Devant la chambre des mises, le 12 mars, Euroclear Bank pourrait tenter de se retrancher derrière la décision… de la Trésorerie de libérer ces intérêts pour s’exonérer de toute responsabilité. Mais ce serait un peu court: car, après le feu vert théorique de la Trésorerie, il convient de vérifier qui, in fine, recevra les fonds. En outre, dès 2012, lorsqu’il s’agissait d’évaluer les intérêts libérables des fonds de la LIA et de la Lafico, le correspondant d’Euroclear avec la Trésorerie était justement… Philippe Cloetens, le compliance manager qui signe le courrier trouvé dans les fichiers Sherwood. Celui-ci connaissait particulièrement bien le dossier. Pour Jean-Claude Delepière, c’est clair: « Euroclear Bank et la Trésorerie ont leur responsabilité propre, chacune à leur niveau, dans les opérations concernant les fonds gelés et l’évaluation des risques. » On ne sait pas si Euroclear a dénoncé quoi que ce soit à la Ctif, laquelle est légalement tenue de protéger l’anonymat des déclarants, même devant un tribunal. Quoi qu’il en soit, la décision de la chambre des mises sur la légalité de la saisie du juge Claise est, elle, fort attendue. D’autant qu’on sait désormais que la Belgique lorgne un siège au board d’Euroclear, en tentant d’obtenir une participation de 10% dans ce géant de la finance mondiale.

Les dates clés

LAURIE DIEFFEMBACQ/belgaimage
LAURIE DIEFFEMBACQ/belgaimage© BELGA

Mai 2010 Le prince Laurent (photo) a lancé, depuis deux ans, un projet de reboisement du littoral libyen, mais le contrat liant son asbl GSDT au gouvernement Kadhafi est rompu par ce dernier.
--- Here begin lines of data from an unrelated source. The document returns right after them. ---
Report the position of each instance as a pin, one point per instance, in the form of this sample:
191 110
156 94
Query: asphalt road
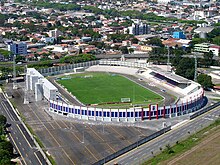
148 150
21 140
72 141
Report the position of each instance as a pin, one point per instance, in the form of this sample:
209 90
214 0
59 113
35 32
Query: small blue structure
179 35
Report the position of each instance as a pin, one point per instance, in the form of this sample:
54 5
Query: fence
132 146
204 110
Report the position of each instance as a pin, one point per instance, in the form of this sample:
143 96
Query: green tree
205 81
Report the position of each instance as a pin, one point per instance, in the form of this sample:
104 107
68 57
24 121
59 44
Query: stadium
189 95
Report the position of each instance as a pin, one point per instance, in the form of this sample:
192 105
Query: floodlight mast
26 100
14 73
168 59
195 73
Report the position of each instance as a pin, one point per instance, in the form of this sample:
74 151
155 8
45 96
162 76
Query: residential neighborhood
39 31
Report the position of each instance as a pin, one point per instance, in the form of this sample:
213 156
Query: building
18 48
55 33
139 29
179 35
41 87
204 47
163 1
202 31
48 39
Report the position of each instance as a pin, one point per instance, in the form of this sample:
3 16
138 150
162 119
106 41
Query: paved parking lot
72 141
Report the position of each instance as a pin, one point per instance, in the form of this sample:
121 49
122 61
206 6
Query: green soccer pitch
103 88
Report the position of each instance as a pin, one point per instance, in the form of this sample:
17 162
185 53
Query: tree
5 53
124 50
134 40
208 59
205 81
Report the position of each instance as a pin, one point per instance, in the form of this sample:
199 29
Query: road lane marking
17 148
72 132
23 135
207 118
120 134
101 139
7 111
91 153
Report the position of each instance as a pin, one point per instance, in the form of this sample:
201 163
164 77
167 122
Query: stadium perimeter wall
188 105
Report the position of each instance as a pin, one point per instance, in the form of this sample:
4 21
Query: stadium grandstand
192 94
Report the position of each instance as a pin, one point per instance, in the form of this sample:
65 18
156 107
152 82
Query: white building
40 85
163 1
138 29
18 48
48 39
215 49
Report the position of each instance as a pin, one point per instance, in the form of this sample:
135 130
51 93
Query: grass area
98 88
180 147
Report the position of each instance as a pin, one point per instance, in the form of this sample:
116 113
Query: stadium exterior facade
192 101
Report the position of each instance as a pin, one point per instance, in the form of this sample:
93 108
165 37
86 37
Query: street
148 150
19 137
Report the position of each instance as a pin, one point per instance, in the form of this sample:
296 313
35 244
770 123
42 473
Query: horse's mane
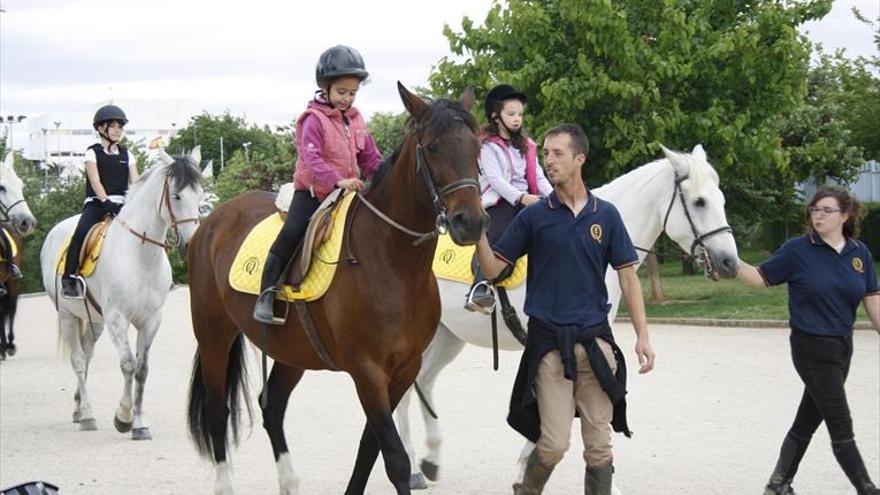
181 170
442 115
700 172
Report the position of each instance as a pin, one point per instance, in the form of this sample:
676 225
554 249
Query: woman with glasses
828 272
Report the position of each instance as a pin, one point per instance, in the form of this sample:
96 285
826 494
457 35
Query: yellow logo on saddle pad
453 262
93 243
247 268
11 242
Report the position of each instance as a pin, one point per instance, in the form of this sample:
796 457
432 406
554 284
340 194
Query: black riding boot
851 461
790 455
14 271
597 481
535 477
263 310
481 296
72 287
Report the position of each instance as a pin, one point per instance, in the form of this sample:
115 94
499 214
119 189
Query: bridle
698 243
437 195
698 239
166 201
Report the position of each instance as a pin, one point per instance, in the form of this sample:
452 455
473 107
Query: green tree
636 74
207 130
387 130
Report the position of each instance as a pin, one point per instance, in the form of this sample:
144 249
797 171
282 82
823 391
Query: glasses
826 210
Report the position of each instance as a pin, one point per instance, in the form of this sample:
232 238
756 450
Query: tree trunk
654 275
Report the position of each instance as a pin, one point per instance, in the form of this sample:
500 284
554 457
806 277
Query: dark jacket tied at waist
545 337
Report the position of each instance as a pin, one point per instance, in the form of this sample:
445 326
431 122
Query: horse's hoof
121 426
429 469
88 424
417 482
141 434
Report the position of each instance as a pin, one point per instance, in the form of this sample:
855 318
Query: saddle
311 269
91 248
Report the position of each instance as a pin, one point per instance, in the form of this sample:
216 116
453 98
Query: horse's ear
196 155
680 165
165 157
468 99
414 105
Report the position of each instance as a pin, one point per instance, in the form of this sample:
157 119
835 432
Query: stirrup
264 311
79 290
482 303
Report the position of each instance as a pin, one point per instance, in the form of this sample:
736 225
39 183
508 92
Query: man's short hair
579 141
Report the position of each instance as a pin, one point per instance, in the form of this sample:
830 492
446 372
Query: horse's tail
199 407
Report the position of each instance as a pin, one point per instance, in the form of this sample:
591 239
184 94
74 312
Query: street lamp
247 158
57 141
10 120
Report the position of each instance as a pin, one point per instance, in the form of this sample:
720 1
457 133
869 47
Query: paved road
708 420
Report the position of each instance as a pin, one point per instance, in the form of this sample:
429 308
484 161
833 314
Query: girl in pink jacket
510 177
334 149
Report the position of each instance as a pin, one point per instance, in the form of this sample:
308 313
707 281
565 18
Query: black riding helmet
109 113
496 97
339 61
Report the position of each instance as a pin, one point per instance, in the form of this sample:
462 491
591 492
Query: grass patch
695 296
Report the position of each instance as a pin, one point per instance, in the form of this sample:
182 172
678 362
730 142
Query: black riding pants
92 213
302 207
823 364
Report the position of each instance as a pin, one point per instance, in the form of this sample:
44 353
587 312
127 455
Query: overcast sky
253 57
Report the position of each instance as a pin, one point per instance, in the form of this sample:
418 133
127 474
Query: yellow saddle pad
11 242
453 262
247 268
91 251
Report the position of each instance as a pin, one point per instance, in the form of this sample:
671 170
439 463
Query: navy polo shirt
824 287
568 258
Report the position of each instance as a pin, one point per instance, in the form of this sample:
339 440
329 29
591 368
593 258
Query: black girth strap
302 310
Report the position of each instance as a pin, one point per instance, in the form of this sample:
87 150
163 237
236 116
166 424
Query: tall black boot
481 296
535 477
264 309
790 455
597 481
850 460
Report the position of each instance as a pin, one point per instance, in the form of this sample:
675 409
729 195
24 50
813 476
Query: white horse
129 284
678 195
16 217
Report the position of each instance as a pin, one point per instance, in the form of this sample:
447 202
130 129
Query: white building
63 137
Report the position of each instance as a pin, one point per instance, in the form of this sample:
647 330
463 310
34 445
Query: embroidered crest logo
596 232
858 265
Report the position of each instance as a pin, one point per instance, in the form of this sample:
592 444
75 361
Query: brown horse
375 320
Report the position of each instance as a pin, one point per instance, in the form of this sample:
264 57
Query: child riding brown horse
375 320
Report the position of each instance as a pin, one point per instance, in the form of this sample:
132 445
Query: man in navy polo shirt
570 361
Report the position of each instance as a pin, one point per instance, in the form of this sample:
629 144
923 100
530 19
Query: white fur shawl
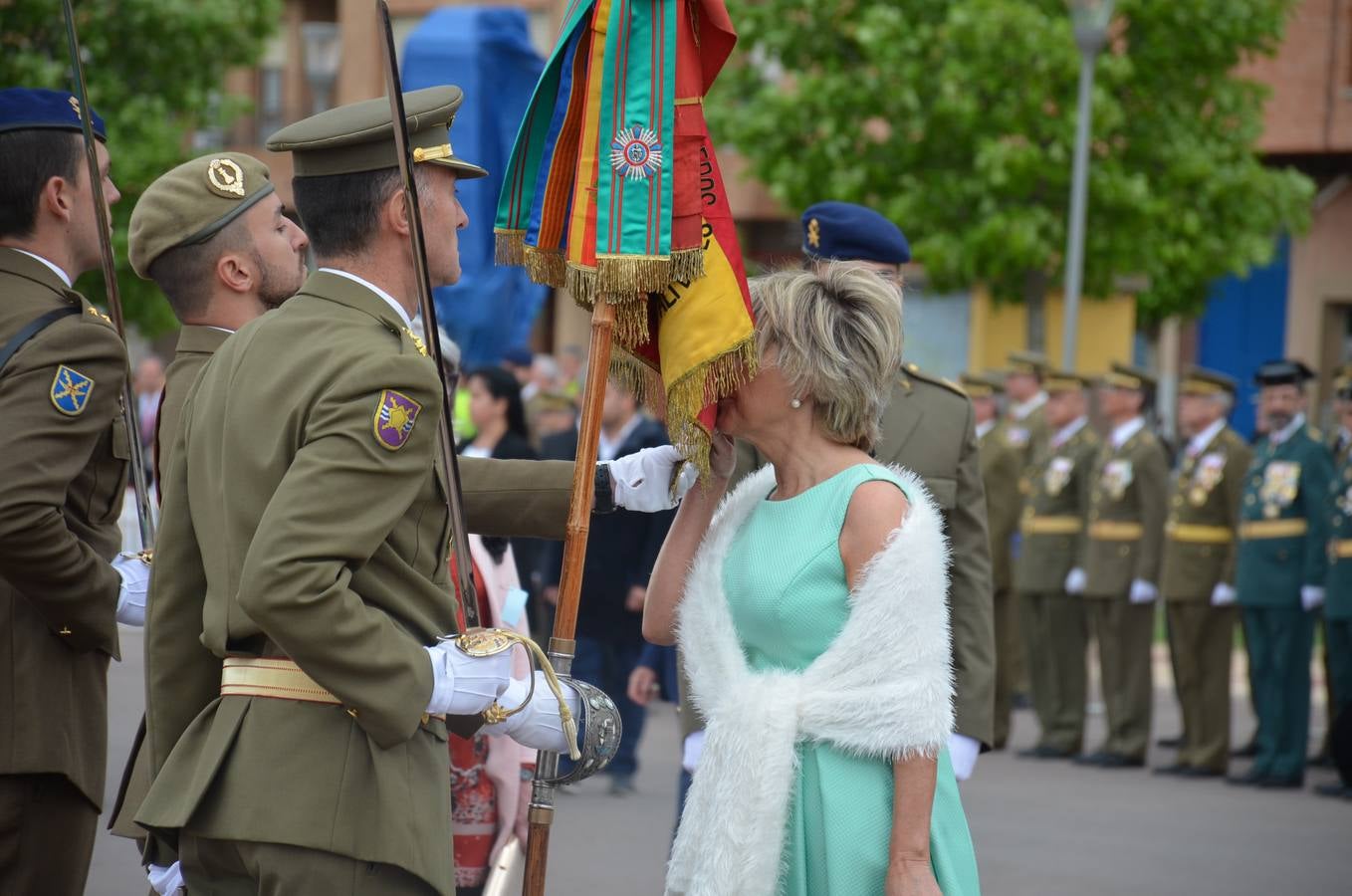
884 688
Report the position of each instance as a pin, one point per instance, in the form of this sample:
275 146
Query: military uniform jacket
1200 540
1052 537
329 547
1126 515
1002 464
1284 522
64 456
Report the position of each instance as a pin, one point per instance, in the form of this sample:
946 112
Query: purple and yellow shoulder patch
395 418
71 390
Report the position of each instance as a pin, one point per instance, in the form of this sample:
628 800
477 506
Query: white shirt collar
1125 431
1023 408
1283 434
1198 442
1068 431
403 315
65 279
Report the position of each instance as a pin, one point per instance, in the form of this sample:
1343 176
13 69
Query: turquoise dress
789 597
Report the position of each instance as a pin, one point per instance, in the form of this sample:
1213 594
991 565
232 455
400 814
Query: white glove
539 726
1143 592
963 752
166 881
644 479
135 580
464 684
691 751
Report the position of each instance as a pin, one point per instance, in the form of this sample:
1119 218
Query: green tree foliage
154 71
956 117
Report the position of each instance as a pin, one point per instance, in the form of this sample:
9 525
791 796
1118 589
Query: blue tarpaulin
487 52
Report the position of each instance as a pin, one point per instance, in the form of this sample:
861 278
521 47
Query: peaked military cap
192 203
1283 371
981 385
1124 376
1031 362
40 110
1202 381
846 231
359 136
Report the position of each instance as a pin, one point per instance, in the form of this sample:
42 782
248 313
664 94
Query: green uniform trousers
1201 639
1009 662
46 835
1056 635
1280 642
241 868
1124 632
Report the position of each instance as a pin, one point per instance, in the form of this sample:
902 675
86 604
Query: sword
110 279
459 536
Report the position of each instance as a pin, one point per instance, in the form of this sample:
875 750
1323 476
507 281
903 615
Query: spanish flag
614 192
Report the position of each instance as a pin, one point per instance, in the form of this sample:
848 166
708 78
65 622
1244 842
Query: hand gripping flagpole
110 280
459 536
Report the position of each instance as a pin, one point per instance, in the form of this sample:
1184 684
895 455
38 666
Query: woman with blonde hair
810 609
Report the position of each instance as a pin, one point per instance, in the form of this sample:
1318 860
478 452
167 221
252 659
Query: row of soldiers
1091 532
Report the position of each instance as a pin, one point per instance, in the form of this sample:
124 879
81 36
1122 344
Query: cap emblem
226 177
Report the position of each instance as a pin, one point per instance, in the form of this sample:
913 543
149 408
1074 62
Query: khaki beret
193 203
359 136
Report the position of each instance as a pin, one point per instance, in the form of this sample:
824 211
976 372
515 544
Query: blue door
1244 325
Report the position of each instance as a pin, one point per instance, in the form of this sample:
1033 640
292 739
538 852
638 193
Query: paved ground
1039 828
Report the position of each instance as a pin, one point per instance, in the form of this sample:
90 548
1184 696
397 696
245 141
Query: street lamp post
1091 19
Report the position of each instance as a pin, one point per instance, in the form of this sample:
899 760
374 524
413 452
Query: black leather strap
33 329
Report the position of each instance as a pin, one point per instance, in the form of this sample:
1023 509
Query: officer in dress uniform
1002 464
1122 570
1337 609
1282 571
64 452
1052 552
1198 577
322 571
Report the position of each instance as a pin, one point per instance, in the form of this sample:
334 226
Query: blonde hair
838 334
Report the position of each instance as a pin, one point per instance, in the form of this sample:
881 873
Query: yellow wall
1105 332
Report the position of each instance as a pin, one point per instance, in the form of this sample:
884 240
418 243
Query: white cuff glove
539 726
166 881
644 479
464 684
691 751
135 581
1143 592
963 752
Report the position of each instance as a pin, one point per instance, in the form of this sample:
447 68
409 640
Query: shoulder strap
33 329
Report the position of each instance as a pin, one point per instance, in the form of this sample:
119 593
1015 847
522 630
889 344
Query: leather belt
1052 525
1260 529
1198 534
1109 530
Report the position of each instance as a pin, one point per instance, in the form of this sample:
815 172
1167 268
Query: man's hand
642 685
644 479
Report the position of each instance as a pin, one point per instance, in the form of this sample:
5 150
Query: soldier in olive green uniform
1052 547
1337 608
1002 464
1282 570
1198 575
1122 567
298 695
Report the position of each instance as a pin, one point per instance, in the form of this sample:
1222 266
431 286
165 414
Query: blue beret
846 231
37 110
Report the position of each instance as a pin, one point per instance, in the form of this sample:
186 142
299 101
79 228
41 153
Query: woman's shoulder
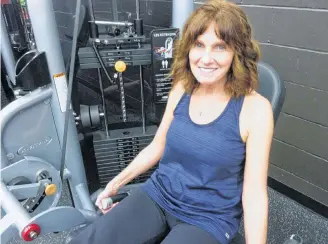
256 113
255 103
175 95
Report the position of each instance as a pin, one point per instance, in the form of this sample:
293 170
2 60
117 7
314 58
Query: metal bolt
10 156
33 235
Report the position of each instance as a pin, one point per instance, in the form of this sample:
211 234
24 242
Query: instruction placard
162 45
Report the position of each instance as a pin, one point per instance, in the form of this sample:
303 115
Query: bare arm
255 195
150 155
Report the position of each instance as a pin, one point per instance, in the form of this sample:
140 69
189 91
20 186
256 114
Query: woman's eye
221 47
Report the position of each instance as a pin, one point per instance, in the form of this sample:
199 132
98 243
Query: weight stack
114 153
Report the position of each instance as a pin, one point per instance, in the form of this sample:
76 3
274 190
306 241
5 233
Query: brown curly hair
233 28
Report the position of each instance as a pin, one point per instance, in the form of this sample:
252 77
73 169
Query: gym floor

26 février 2011 Après la chute du régime Kadhafi, l’ONU décrète le gel des avoirs libyens partout dans le monde. En Belgique, 14 milliards d’euros sont bloqués, dont 12,8 chez Euroclear Bank appartenant aux fonds souverains LIA et Lafico.

24 octobre 2011 L’ambassadeur belge au Conseil européen envoie un mail informel à la Trésorerie (SPF Finances) disant que, selon l’Allemagne, les intérêts et autres revenus produits par les fonds gelés ne sont, eux, plus gelés. Cette information suffira pour que la Trésorerie permette à Euroclear de libérer plus de deux milliards d’euros entre 2012 et 2017.

20 novembre 2014 La cour d’appel de Bruxelles condamne définitivement l’Etat libyen à dédommager l’asbl du prince à hauteur de 38 479 041 euros (50 millions actuellement, avec les intérêts).

8 septembre 2015 Ne voyant rien venir de l’Etat libyen et le ministère des Affaires étrangères belge refusant de les aider, les avocats de l’asbl déposent plainte au pénal contre X pour blanchiment et abus de confiance.

24 octobre 2017 Le juge d’instruction Michel Claise saisit les milliards bloqués chez Euroclear Bank, mais celle-ci s’y oppose en vertu d’une loi de 1999 qui la rend insaisissable. Saisie légale, illégale ? La procédure est toujours pendante devant la chambre des mises en accusation de Bruxelles.

5 septembre 2018 A la suite de l’enquête de ses experts, l’ONU adresse un carton rouge à la Belgique pour avoir dégelé les intérêts libyens en violation de la résolution onusienne de 2011.

Printemps 2019 La Chambre enquête pour savoir quel responsable belge a décidé le dégel et dans quelles mains les deux milliards débloqués sont finalement tombés. En vain. Les deux anciens ministres des Finances, Didier Reynders (MR) et Steven Vanackere (CD&V), se renvoient la balle.